The iPod generation represents a new version of the world. This generation knows that the world is small, that the lines between right and wrong are often blurred and that their interests cannot fit in a single box or category. As music evolves at a breakneck pace, one band has shown it has what it takes to connect to the savvy iPod generation on every level: TOCA
Fueled by six main members and a genre-bending sound that spans rap, jazz, punk, reggae, pop and rock -- sometimes all in the same song -- TOCA’s self-titled debut album marks a seismic shift in the way music is be conceived, composed, executed and enjoyed. Named after the Mayan meaning of “TOCA
” (“from many energies comes one rhythm”), it makes sense that each member of the sextet was integral in creating the magical music that comprises the Los Angeles-based group’s album.
“This album really has a piece of everybody in the band,” says songwriter and vocalist Danny “Xololanxinxo” Rodriguez, who also goes by Xinxo (pronounced “sinko”). “There wasn’t one particular person who made it all happen. It was all of us.”
Joining Xinxo in TOCA are Ceschi Ramos (the band’s musical mastermind), David Ramos (drummer, vocalist), Tommy Valencia (vocalist, multi-instrumentalist), Danny Levin (horns) and Max Heath (piano). “The niche of the band is that we constantly switch up genres and styles from song to song,” Valencia explains. “We kind of just do what we want. It’s an anything goes type of mentality.”
You only need one listen to any of TOCA to understand what Valencia is talking about. Lead single “Liar” boasts hypnotic synth riffs, sadistic lyrics, soothing singing and a lush wall of sound. “It’s the fusion of the hip-hop mentality over an 80s synth-pop beat,” Xinxo reveals. “We’re taking the flow of dance to tell a story rhythmically. It’s the tale of a girl that is playing her guy and is caught, with the boastfulness of a hip-hop artist.”

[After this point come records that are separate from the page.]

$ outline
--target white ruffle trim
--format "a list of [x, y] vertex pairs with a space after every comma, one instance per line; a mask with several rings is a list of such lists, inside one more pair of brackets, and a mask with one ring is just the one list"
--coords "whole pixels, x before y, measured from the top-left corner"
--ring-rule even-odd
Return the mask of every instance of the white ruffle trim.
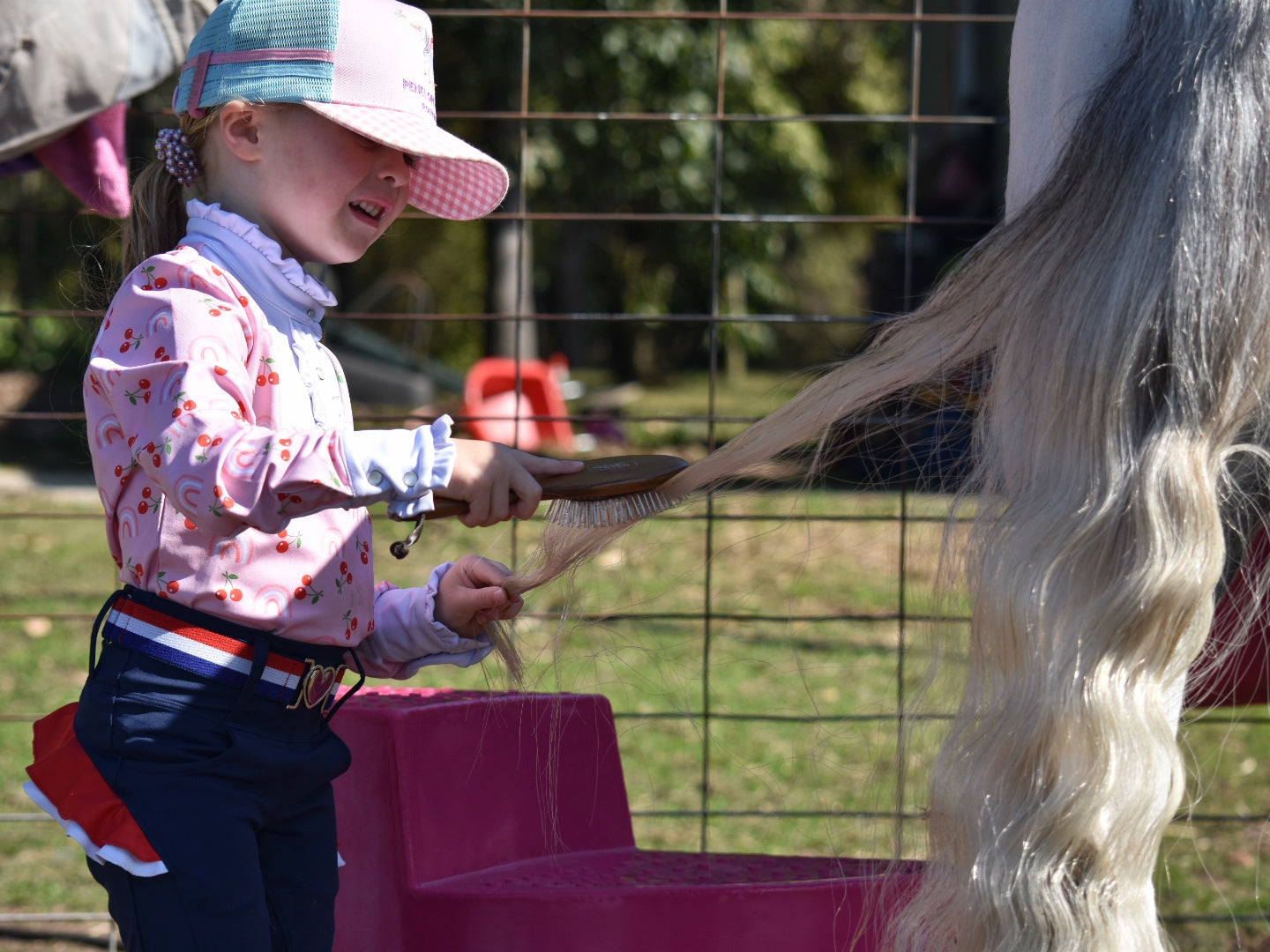
[[62, 829], [66, 830], [66, 835], [80, 844], [84, 852], [88, 854], [89, 859], [94, 859], [98, 863], [112, 863], [118, 866], [133, 876], [161, 876], [168, 872], [168, 866], [163, 859], [157, 859], [152, 863], [137, 859], [132, 853], [122, 847], [104, 845], [99, 847], [91, 840], [91, 838], [85, 833], [84, 828], [80, 826], [74, 820], [67, 820], [60, 812], [57, 807], [53, 806], [52, 801], [44, 796], [43, 791], [36, 786], [34, 781], [27, 781], [22, 784], [23, 791], [36, 801], [36, 805], [43, 810], [46, 814], [52, 816], [57, 823], [61, 824]]
[[276, 267], [292, 287], [309, 294], [309, 297], [323, 307], [333, 307], [335, 305], [335, 296], [330, 293], [330, 288], [306, 272], [304, 265], [295, 258], [284, 258], [282, 245], [260, 231], [260, 226], [255, 222], [248, 221], [236, 212], [221, 208], [220, 202], [206, 204], [197, 198], [192, 198], [185, 203], [185, 213], [190, 218], [202, 218], [225, 228], [232, 235], [237, 235], [237, 237], [259, 251], [269, 264]]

The group continues its magical musical tour on “Joyfool Misery,” a psychedelic exploration of how society looks at its citizens. The music bounds from playful organs and comforting vocals to rugged guitars and angst-filled vocals. The song’s music and lyrics mirror people’s many sides, especially the ones we sometimes are unwilling to acknowledge. “Within the happiness that everyone pretends to have, we’re all really sad,” Xinxo says. “So, the song starts off like, ‘Wow, everything’s great,’ but then it goes into a thrash metal section.”
A similarly remarkable lyrical and musical transition takes places on “Nice Try.” A vibrant jazz-based musical and vocal intro leads into a roots reggae passage that was inspired by a potentially volatile situation Xinxo experienced while traveling.

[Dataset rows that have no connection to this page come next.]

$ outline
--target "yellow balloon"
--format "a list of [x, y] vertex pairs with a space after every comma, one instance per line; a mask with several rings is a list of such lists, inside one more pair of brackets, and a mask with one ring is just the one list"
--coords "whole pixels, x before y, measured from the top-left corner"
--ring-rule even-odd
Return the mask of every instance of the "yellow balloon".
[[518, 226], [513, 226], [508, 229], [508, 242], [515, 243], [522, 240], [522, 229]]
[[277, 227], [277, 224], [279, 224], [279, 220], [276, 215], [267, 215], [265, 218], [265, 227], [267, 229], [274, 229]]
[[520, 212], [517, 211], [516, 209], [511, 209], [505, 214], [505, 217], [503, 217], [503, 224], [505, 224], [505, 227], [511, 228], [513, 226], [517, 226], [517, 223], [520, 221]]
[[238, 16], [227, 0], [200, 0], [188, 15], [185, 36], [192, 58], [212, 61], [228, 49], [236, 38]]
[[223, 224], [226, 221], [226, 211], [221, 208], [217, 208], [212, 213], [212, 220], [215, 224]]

“It was all based on a joke,” Xinxo explains. “I was on the East Coast for the first time and this random dude picked a fight with me. But, we couldn’t get the fight started because we couldn’t understand what each other was saying enough to fight. I couldn’t tell if he was disrespecting me or trying to converse. At the end of it, we both just smiled and walked away. As I was walking away, I screamed to him, ‘You can’t bring me down, no matter what you do.’ I kept singing it over and over. I thought it would make a good song, so I wrote it down.”

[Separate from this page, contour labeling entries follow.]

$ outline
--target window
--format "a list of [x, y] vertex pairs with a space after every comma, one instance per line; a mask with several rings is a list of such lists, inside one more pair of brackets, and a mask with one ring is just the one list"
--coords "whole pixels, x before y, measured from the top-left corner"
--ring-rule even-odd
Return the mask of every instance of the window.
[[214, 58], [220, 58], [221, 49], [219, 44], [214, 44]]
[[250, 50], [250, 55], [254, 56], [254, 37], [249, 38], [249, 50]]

A specific style of rap inspired “Hearts And Gold,” which features guest vocalists Busdriver, Pigeon John and Ellay Khule. “The brothers Ceschi and David wanted to pay homage to the LA underground chopping rap style,” Xinxo says. “That’s where they came from and it gave me the opportunity to sit down with them and see what they wanted to do with it. The chopping style came from scat jazz and so we incorporated it in our way into ‘Hearts And Gold.’”
The group’s eclectic sound and styles is a result of the sum of its group member’s diverse backgrounds. Xinxo earned his stripes as a member of the highly regarded Goodlife/ProjectBlow’d LA rap scene, while the Ramos brothers, who formed the independent rock outfit Anonymous Inc., are Connecticut-raised sons of professor parents from prestigious universities.
LA and Bay Area rap vet Valencia is a musical vagabond and Levin works with indie rock stalwarts Rilo Kiley, Built to Spill and Jenny Watson. Max, TOCA’s youngest member at 21, is proficient at jazz, rock and reggae, among other styles. The crew lived together and recorded in Xinxo’s home, resulting in TOCA, as well as a tight musical bond.
“TOCA is us writing together,” says Ceschi, “coming up with ideas together, living together and spending so much time together that we’ve become family.”
Now, with the revolutionary TOCA ready for release, the group hopes to help bring the focus of the music industry back to artistic creativity and expression.
“Like many artists in our own little kingdom, we all think we’re going to change music,” Xinxo says. “It’s our way of raising the bar on both sides of what is out there in rock and hip-hop. There was an era there when it was all about the talent. We want to push things in a direction where talent actually has a chance to change the bar.”
And TOCA is a quantum leap in that direction.